First American Asset Management has doubled its inflation-indexed bond exposure, from 2% to nearly 6%, by buying over $120 million in TIPS over the past six weeks, according to portfolio manager David Steele. The trade was driven not only by concerns about inflation, but also the perceived rich valuations of Treasuries, especially at the short end of the curve. The firm plans on remaining active, at least for the time being, in the 30-year TIPS sector. Steele plans on keeping the TIPS position at least until one of two things occur: the yield on the benchmark 10-year TIP bond drops through the 3% level (it is currently 3.50%), or the two-year note yield backs up 75 basis points, to 5.42% from its current 4.67% yield.
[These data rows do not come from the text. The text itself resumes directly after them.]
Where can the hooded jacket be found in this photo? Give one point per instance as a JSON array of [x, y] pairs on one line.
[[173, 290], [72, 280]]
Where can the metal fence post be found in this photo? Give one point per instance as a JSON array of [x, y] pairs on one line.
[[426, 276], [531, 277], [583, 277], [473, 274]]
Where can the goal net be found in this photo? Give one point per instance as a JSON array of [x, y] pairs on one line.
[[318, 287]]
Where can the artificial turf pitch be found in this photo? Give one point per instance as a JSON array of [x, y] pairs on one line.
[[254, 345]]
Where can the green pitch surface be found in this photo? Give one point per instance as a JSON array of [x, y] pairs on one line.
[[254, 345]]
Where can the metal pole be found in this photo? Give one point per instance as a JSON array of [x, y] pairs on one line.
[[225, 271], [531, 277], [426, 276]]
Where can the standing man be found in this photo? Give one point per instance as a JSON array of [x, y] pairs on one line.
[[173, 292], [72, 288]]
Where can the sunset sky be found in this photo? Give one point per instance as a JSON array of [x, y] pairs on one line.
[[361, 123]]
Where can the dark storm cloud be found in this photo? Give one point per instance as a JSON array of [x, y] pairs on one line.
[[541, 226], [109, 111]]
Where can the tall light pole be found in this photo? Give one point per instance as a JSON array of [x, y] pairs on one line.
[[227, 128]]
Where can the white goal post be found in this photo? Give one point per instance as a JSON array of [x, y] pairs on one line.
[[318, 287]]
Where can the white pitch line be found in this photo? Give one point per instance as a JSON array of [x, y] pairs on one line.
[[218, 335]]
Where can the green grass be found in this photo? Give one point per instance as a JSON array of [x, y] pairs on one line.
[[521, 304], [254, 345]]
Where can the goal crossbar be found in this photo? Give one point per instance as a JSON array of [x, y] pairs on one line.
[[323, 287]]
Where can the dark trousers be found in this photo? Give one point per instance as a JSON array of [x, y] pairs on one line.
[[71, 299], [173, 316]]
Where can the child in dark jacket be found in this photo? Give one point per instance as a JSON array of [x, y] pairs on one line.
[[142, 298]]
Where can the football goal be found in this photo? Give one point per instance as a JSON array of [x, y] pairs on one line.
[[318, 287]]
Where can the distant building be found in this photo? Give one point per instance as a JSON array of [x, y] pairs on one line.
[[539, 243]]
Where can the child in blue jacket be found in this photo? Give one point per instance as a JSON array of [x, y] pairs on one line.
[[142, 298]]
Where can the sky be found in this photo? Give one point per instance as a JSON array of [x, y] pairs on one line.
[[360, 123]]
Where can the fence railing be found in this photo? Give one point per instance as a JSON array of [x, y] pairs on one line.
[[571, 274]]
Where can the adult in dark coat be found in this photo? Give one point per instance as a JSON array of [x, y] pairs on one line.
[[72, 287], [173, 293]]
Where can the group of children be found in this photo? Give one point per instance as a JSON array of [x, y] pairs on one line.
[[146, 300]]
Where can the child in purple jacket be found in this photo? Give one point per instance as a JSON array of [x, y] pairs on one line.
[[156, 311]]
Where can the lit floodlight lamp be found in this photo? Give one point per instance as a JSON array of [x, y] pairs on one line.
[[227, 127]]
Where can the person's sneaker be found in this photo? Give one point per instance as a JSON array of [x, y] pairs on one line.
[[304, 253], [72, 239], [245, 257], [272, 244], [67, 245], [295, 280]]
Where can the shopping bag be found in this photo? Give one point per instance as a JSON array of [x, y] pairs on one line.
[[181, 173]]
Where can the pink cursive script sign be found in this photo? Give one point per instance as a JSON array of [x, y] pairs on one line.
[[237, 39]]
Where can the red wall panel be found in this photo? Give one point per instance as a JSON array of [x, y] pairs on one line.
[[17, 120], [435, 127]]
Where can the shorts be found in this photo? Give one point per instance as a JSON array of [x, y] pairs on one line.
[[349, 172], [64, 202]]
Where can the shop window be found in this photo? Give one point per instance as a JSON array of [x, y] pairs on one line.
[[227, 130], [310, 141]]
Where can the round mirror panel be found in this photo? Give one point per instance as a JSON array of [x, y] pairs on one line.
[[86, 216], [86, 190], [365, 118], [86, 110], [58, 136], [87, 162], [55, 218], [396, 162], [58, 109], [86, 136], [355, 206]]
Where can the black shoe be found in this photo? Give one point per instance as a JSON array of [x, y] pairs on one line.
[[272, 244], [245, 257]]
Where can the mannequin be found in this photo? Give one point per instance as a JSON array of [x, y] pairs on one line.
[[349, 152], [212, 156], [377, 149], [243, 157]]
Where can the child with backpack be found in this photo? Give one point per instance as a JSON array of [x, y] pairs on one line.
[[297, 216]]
The $3.5 billion-in-assets fund has also been active in the corporate market, by expanding its existing positions in the banking sector, especially 10-year maturity paper, although Steele would not disclose specific names. The fund has also purchased several different telecom credits recently in the secondary market. Steele notes the fund is currently 5% underweight its bogey in the mortgage sector, something he attributes to the desire for corporate exposure in this market. The mortgage trades he has on currently are frequently of a barbell nature, combining structured CMO product with either discounts or slight premium coupon pass-throughs, in an attempt to grab as much convexity as possible. As a rule of thumb, Steele also is staying away from the new Fannie Mae and Freddie Mac subordinated notes, reasoning that the Street has not fully assessed the credit implications, and thus price levels, of their subordinated structure.
The Minneapolis based fund has an asset allocation of 37% corporates, 28% MBS, 17% Treasuries, 11% ABS and 5% ABS. Its duration of 4.55 years is roughly neutral to that of its benchmark, the Lehman Brothers aggregate.